Cecilia Bartoli, Angela Gheorghiu, Natalie Dessay são algumas das divas que hoje preenchem o imaginário e os ouvidos dos amantes de ópera no mundo todo. A Bartoli está frequentemente nos tops explorando a história do género nos seus CDs de luxo, como “Opera Proibita” e “Maria”, uma homenagem à primeira das divas, Maria Malibran. Angela Gheorghiu casou com o brilhante tenor Roberto Alagna e estou certo que fazem duetos maravilhosos em conjunto. Aliás, fiel à imagem da diva caprichosa, Angela foi despedida de uma produção de “La Bohème” por ter faltado a dez ensaios. A justificação? Queria ir a Nova Iorque ver o marido em “Romeu e Julieta“.

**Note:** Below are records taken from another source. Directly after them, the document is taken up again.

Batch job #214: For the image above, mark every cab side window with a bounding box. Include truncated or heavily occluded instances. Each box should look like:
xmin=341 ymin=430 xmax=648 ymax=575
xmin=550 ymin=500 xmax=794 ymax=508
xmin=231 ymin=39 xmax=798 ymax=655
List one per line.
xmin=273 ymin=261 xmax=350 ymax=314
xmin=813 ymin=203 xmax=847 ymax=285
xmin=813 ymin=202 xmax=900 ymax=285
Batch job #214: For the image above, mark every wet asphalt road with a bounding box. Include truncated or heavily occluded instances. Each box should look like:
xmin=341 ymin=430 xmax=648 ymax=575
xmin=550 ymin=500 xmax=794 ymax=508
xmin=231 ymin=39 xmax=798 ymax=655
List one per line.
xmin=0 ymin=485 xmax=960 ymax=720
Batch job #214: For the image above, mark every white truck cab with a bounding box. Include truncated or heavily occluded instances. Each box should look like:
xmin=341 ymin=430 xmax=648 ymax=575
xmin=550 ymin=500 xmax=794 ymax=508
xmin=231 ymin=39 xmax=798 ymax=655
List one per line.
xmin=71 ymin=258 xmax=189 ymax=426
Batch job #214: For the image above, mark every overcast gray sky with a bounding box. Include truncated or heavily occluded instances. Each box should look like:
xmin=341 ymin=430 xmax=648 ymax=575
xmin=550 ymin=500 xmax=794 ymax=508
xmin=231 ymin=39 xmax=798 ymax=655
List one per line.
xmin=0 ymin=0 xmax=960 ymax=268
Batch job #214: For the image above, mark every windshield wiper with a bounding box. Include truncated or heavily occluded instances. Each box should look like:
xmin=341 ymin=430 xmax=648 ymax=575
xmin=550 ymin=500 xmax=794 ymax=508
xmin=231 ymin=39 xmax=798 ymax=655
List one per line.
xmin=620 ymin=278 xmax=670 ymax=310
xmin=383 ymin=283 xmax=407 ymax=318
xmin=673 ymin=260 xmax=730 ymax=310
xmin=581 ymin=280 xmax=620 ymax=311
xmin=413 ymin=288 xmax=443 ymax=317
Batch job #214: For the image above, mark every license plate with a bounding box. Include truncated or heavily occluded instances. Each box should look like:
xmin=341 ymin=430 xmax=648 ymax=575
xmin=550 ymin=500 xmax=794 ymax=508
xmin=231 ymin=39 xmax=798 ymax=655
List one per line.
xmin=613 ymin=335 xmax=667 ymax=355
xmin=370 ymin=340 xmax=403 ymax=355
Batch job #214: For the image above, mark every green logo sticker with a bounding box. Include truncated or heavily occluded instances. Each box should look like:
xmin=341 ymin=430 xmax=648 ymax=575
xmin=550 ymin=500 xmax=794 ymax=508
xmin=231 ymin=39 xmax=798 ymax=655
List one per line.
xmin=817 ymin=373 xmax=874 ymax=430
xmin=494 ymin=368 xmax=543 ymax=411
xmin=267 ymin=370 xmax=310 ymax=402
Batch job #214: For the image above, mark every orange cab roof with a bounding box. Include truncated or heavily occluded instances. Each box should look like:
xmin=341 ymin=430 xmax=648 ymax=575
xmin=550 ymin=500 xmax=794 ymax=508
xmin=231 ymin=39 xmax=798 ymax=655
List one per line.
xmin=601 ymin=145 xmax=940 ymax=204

O caso que mais me fascina actualmente, contudo, é o de Natalie Dessay. Francesa de nascimento, iniciou a sua carreira antes dos vinte anos, novíssima, se pensarmos que a voz atinge o seu potencial máximo por volta dos trinta e tal anos. Não tem sido uma carreira fácil, contudo, e foi já operada às cordas vocais por duas vezes e por duas vezes regressou triunfalmente. Tem já concertos marcados até... 2014. Já tinha feito um post com a sua brilhante interpretação da ária da Rainha da Noite, da “Flauta Mágica” de Wolfgang Amadeus Mozart, mas podemos vê-la e ouvi-la aqui ao lado em “Glitter and Be Gay”, uma ária da ópera “Candide” de Leonard Bernstein, um dos mais brilhantes compositores do século XX.

Bernstein é dos meus compositores americanos favoritos por via do musical West Side Story, de que foi feita recentemente uma edição comemorativa com a histórica gravação de José Carreras e Kiri Te Kanawa (mais uma diva, neo-zelandesa).

“Candide” é uma ópera baseada no texto de Voltaire e “Glitter and be Gay” é uma ária que só uma virtuosa consegue cantar, pois além de exigir uma voz capaz de notas agudíssimas, exige igualmente técnica respiratória apurada (sobretudo para as gargalhadas) e uma coisa que costuma faltar a muitos cantores de ópera... capacidade para representar, entre a desilusão, o humor e o sarcasmo.
Curiosamente é uma espécie de “Material Girl” no tema e deve ser cantada no meio de jóias, um pouco como a ária com que Castafiore atormentava as restantes personagens de Hergé.